Pennsylvania aims to reduce wait for clemency by years

Fetterman
Pennsylvania Lt. Gov. John Fetterman visits with people attending a Democratic Party event for candidates to meet and collect signatures for ballot petitions for the upcoming Pennsylvania primary election, at the Steamfitters Technology Center in Harmony, Pa., March 4, 2022.
AP Photo/Keith Srakocic, File

By MARC LEVY, Associated Press

The process for inmates and ex-convicts in Pennsylvania to apply for clemency should go fully online by the end of the year, an effort to improve access to an emerging cornerstone of the nation’s criminal justice movement and to reduce the wait by years, Lt. Gov.
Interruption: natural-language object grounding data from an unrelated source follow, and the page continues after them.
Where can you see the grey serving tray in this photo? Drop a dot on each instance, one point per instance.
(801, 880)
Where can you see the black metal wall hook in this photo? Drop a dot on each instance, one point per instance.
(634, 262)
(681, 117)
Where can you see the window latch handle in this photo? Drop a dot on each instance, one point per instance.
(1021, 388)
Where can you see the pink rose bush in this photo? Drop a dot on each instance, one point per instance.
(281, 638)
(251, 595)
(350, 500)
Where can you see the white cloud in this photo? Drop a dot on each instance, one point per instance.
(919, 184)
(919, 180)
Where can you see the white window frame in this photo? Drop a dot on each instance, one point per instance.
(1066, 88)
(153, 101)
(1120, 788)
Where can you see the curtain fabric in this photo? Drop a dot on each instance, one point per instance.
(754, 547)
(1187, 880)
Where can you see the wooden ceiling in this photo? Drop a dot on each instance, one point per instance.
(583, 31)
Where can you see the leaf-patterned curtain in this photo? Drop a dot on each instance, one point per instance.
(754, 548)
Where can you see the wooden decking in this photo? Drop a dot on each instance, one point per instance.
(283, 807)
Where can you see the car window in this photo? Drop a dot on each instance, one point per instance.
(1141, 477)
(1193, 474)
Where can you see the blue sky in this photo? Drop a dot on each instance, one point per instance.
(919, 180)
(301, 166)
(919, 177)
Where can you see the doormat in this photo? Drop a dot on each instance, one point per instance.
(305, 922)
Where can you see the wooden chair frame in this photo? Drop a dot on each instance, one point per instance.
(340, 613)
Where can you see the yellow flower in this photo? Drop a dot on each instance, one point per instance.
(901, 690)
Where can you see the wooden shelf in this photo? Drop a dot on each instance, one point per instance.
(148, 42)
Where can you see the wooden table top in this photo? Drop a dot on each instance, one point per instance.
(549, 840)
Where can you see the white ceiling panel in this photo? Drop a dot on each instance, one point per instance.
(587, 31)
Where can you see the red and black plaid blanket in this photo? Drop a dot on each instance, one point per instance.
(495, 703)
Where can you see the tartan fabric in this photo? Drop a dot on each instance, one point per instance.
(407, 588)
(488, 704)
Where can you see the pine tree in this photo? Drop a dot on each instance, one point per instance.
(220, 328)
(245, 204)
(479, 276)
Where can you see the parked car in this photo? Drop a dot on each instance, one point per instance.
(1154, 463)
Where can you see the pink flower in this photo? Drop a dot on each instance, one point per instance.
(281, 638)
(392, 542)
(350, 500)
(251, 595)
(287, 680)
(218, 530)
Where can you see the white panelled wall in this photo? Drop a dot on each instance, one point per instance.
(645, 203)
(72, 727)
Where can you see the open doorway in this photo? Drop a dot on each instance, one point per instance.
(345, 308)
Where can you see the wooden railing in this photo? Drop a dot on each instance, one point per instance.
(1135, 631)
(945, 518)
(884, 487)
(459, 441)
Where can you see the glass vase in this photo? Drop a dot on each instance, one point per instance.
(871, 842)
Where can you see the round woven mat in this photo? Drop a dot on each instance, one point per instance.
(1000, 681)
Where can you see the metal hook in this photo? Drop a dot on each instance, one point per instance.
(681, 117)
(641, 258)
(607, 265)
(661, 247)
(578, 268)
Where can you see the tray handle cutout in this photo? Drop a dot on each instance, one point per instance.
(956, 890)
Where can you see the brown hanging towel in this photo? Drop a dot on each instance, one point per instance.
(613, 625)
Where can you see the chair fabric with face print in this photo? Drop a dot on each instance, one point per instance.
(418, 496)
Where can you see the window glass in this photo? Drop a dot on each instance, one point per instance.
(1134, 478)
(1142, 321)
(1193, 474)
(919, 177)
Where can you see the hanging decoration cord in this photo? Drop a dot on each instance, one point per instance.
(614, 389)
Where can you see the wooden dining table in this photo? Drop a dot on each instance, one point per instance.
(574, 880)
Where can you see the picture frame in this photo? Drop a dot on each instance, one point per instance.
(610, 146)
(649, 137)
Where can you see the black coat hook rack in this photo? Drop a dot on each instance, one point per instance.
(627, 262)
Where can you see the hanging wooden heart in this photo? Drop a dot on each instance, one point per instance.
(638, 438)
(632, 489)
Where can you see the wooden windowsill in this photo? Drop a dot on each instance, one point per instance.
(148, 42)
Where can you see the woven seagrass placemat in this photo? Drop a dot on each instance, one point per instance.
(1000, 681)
John Fetterman said Monday.

Fetterman said at a Capitol news conference that his goal is for the state Board of Pardons to use the online system to turn around an application for a pardon or commutation in a year or less.
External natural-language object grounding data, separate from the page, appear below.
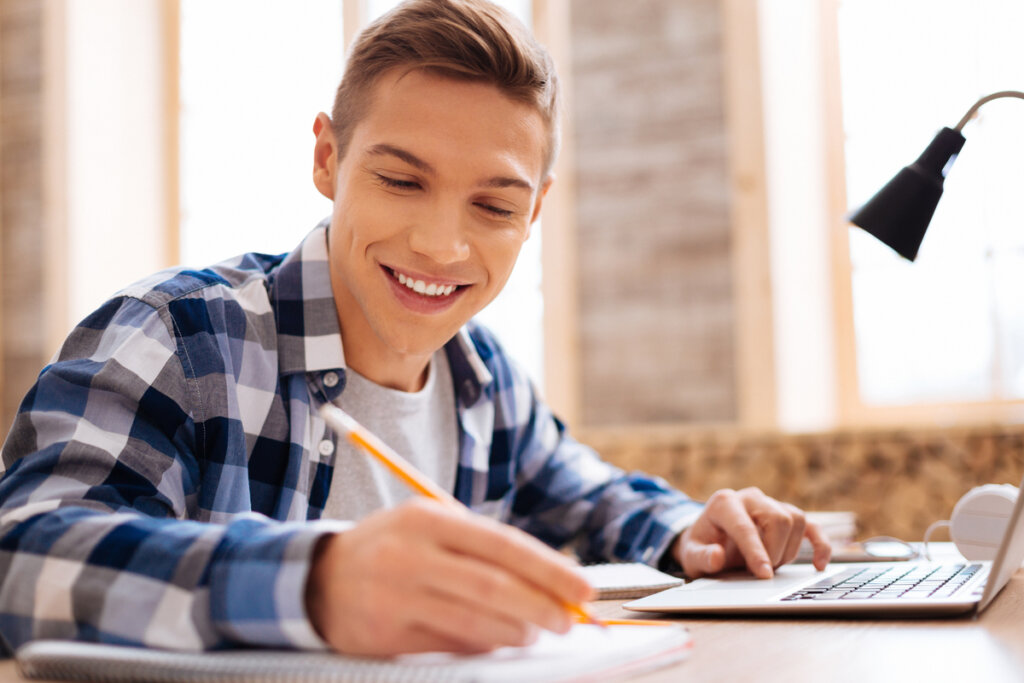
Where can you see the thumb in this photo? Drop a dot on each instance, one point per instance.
(701, 558)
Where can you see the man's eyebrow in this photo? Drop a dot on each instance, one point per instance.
(383, 148)
(389, 150)
(503, 181)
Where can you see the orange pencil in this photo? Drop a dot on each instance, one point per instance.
(363, 437)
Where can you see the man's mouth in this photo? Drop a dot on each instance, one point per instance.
(422, 287)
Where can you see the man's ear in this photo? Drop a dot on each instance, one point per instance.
(325, 156)
(540, 198)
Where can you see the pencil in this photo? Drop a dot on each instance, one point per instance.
(401, 468)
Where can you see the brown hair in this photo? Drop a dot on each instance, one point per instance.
(471, 40)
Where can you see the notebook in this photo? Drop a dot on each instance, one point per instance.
(627, 580)
(587, 652)
(877, 588)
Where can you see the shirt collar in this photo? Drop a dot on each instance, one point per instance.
(308, 336)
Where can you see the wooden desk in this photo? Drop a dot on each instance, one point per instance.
(987, 648)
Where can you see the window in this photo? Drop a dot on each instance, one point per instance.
(950, 327)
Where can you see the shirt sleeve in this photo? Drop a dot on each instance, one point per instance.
(101, 538)
(564, 493)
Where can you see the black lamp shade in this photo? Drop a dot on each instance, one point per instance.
(899, 213)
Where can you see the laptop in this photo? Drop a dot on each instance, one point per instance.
(880, 589)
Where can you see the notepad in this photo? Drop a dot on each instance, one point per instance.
(627, 580)
(587, 651)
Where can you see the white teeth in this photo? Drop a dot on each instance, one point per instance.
(421, 287)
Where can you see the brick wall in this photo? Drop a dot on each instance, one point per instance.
(897, 480)
(656, 314)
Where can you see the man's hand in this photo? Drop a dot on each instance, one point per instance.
(749, 528)
(424, 577)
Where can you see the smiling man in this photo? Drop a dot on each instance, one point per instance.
(169, 482)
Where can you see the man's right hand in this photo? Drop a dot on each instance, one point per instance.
(424, 577)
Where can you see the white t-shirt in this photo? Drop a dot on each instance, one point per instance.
(421, 426)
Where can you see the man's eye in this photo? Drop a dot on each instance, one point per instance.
(502, 213)
(395, 182)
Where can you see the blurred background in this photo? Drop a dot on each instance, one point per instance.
(693, 301)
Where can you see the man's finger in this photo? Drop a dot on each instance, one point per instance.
(822, 549)
(494, 590)
(796, 534)
(699, 559)
(728, 513)
(775, 522)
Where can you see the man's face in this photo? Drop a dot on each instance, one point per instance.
(432, 202)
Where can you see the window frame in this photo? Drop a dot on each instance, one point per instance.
(852, 410)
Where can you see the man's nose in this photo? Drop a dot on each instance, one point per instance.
(441, 235)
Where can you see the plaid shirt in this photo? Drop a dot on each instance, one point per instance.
(166, 475)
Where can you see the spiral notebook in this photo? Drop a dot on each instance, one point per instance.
(586, 652)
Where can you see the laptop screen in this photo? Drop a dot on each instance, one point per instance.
(1011, 554)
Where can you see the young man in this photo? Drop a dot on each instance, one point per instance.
(170, 483)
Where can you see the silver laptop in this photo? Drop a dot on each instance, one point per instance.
(873, 588)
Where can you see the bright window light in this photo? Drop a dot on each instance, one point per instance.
(949, 327)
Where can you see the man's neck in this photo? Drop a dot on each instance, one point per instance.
(400, 372)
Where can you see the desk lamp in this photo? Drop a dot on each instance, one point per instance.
(899, 213)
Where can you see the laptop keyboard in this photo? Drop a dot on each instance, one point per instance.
(906, 582)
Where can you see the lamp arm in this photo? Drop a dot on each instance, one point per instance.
(987, 98)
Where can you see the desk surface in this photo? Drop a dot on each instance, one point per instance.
(989, 647)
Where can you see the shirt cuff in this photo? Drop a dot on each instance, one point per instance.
(257, 586)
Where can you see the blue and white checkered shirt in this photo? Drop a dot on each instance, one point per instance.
(166, 475)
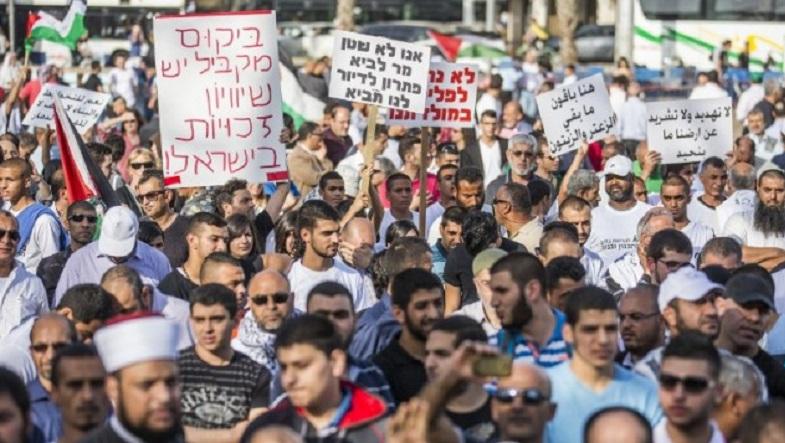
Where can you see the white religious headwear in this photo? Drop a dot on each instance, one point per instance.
(136, 338)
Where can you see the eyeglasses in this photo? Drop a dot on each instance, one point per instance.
(145, 165)
(12, 234)
(40, 348)
(79, 218)
(152, 195)
(692, 385)
(531, 396)
(277, 298)
(637, 316)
The process often takes several years currently under what Fetterman calls an ineffective and paper-based system.

April is recognized nationally as Second Chance Month.

Fetterman as lieutenant governor chairs the five-member Board of Pardons, and has worked to transform the tiny agency into a bigger tool in a criminal justice reform movement working to undo decades-old laws and systems that inflated prison populations, disproportionately with racial minorities.

The pardons system once required someone seeking an application to mail in a check or money order, wait to receive the application by mail and then to mail it back in, filled out, with documents from their criminal case — and another payment.

After taking office in 2019, Fetterman got rid of the fees and applications can now be downloaded from online.